Mike's First Take on the DT position ...
#5 - DeMarvin Leal, Texas A&M (6-4, 290 lbs.) - He's a bit of a hybrid because he lined up on the edge on run downs and inside in pass rush situations at Texas A&M. And he didn't look the part of a traditional defensive tackle for the Aggies, in part because he wore No. 8 and in part because he's such a lean and athletic 290 pounds. But Leal certainly played the part of disruptor wherever he lined up.
#4 - Perrion Winfrey, Oklahoma (6-4, 290 lbs.) - Winfrey collected a couple of sacks and MVP honors in the Senior Bowl, which impressed Jeremiah, among others. "You're seeing him just get better and better and better, we've seen it even during the week," Jeremiah noted. "He has carried over what was a phenomenal week of practice (into the Senior Bowl game). Wherever he was coming into this process, he might have helped himself as much as anybody else the entire game." Turns out Winfrey had an agenda. "I just wanted to show I was one of the most dominate defensive players in the country," he said.

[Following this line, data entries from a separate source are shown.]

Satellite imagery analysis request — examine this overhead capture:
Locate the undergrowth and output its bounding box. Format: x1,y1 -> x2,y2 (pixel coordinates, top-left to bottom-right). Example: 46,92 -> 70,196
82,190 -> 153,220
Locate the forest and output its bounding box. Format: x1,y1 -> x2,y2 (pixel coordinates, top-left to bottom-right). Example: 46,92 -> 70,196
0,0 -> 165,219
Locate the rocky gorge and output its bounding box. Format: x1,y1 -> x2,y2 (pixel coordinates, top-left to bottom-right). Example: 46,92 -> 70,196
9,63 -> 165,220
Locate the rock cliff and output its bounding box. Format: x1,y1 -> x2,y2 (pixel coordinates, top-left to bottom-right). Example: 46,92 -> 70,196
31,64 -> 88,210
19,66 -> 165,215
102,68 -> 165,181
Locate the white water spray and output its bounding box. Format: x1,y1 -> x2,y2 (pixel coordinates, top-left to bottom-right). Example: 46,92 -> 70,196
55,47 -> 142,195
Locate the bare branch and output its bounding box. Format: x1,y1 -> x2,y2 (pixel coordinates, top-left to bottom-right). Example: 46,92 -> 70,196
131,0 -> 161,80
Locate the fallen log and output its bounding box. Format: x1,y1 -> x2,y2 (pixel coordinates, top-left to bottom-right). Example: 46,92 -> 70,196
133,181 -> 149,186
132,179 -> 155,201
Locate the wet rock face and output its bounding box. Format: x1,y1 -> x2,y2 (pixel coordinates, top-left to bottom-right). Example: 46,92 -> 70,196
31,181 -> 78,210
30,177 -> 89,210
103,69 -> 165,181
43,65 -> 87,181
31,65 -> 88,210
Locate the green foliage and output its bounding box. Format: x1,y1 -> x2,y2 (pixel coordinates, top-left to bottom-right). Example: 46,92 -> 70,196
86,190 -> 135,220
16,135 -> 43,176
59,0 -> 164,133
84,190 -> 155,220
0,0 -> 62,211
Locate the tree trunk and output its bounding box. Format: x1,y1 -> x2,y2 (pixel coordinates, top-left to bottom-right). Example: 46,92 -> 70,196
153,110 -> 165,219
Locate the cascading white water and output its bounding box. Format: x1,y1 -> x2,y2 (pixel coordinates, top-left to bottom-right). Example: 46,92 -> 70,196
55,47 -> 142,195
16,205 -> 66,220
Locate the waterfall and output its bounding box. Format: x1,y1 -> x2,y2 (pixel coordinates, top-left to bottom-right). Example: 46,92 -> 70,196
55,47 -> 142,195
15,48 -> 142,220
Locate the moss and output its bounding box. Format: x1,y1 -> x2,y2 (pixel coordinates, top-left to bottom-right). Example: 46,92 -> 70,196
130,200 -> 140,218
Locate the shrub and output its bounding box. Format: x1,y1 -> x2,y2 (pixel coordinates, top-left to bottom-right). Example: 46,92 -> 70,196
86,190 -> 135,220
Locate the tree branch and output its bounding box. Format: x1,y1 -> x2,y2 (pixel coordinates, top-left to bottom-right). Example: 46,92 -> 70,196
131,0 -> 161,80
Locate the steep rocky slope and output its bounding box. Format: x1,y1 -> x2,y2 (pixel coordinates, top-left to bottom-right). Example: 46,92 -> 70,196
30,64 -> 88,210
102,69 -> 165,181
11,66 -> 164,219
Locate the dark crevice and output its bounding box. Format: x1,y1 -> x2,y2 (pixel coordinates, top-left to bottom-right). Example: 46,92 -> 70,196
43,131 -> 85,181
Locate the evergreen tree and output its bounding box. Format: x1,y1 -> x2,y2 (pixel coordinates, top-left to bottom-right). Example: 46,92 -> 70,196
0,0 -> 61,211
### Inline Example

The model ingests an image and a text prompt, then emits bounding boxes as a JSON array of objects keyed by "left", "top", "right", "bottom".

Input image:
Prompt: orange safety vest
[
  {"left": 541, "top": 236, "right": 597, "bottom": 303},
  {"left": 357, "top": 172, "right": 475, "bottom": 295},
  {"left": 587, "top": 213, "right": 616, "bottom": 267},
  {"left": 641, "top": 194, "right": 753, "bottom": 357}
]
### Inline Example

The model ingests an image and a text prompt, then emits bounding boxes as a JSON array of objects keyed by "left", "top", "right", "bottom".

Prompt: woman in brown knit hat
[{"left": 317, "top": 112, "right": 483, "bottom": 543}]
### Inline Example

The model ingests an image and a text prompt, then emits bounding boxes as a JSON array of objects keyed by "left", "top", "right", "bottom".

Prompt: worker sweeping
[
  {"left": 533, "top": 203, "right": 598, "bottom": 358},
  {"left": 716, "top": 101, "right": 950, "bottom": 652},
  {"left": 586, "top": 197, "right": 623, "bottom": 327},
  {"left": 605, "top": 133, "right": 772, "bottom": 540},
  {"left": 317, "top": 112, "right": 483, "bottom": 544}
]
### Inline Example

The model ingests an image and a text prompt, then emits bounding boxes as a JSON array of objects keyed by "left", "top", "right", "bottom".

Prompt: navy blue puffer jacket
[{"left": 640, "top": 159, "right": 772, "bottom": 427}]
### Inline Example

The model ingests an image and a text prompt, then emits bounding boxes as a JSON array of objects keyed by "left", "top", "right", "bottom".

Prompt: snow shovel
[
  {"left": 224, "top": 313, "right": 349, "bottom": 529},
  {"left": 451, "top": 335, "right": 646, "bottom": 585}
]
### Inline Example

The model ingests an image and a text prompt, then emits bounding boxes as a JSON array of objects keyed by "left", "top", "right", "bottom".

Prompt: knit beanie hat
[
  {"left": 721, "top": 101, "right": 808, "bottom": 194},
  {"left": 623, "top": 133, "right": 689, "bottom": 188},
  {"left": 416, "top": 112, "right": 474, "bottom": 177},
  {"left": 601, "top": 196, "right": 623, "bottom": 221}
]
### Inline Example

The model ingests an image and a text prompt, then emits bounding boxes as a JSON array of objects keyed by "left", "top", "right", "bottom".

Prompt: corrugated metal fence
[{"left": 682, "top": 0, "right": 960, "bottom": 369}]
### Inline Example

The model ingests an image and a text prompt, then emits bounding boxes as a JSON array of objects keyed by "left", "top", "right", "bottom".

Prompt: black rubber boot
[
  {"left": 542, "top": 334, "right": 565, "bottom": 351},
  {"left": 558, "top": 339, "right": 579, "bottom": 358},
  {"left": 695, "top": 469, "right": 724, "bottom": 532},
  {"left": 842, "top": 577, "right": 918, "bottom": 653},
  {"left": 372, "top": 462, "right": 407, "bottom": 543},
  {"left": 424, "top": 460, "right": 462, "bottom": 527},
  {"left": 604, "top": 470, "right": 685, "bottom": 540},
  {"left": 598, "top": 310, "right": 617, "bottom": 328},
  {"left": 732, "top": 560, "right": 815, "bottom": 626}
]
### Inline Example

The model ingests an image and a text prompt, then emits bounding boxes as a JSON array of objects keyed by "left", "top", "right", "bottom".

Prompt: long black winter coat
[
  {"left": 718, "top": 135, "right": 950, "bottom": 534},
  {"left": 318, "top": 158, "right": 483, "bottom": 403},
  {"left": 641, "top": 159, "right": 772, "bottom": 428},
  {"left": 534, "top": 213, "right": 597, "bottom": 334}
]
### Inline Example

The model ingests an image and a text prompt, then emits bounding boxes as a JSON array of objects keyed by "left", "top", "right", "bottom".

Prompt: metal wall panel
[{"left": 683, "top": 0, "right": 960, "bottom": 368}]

#3 - Travis Jones, Connecticut (6-4 3/8, 326 lbs.) - An athletic nose tackle who can take disruptive one step further to productive. "He's able to shed and find the football," NFL Network analyst Charles Davis noted during Senior Bowl week. Jones led UConn with 4.5 sacks in 2021, then impressed seemingly everyone in Mobile, Ala. His sack in the Senior Bowl occurred when Jones knocked center Dylan Parham back into quarterback Bailey Zappe, and Parham wound up knocking Zappe to the ground. It wasn't an atypical play for Jones, who stood out on 1-on-1 sessions against offensive linemen in Mobile. "He gets underneath people's pads and tests their brakes," Jeremiah observed. Jones' 4.92 40-yard dash at 325 in Indianapolis was an exclamation point.
#2 - Devonte Wyatt, Georgia (6-2 3/4, 307 lbs.) - One half of Georgia's defensive interior tag team that did for the Bulldogs what Donald and his buddies inside did for the Rams (help lead the team to a championship). Wyatt is dynamic and explosive. "Suddenness" was a term associated with his game in Mobile. And his stock may be on the rise. "The expectation is he's gonna run in the 4.8s," Jeremiah said of Wyatt's anticipated 40 time at the NFL Scouting Combine. Wyatt did better than that, he ran a 4.77.
#1 - Jordan Davis, Georgia (6-6 1/4, 360 lbs.) - He played at 360 and earned a reputation as an absolute run stuffer while helping the Bulldogs win the National Championship, but there were questions about his ability to contribute as a pass rusher and about how much gas he could keep in the tank. Then Davis showed up in Indianapolis at 341 and ran a 4.78 40. "I've never seen anything like what we just saw," Jeremiah gushed. "I just got a text from a general manager, 'Wow!!!'" Jeremiah was, likewise, blown away by Davis' 10-yard split of 1.68 in his 40. I'm with that anonymous, texting GM, wow.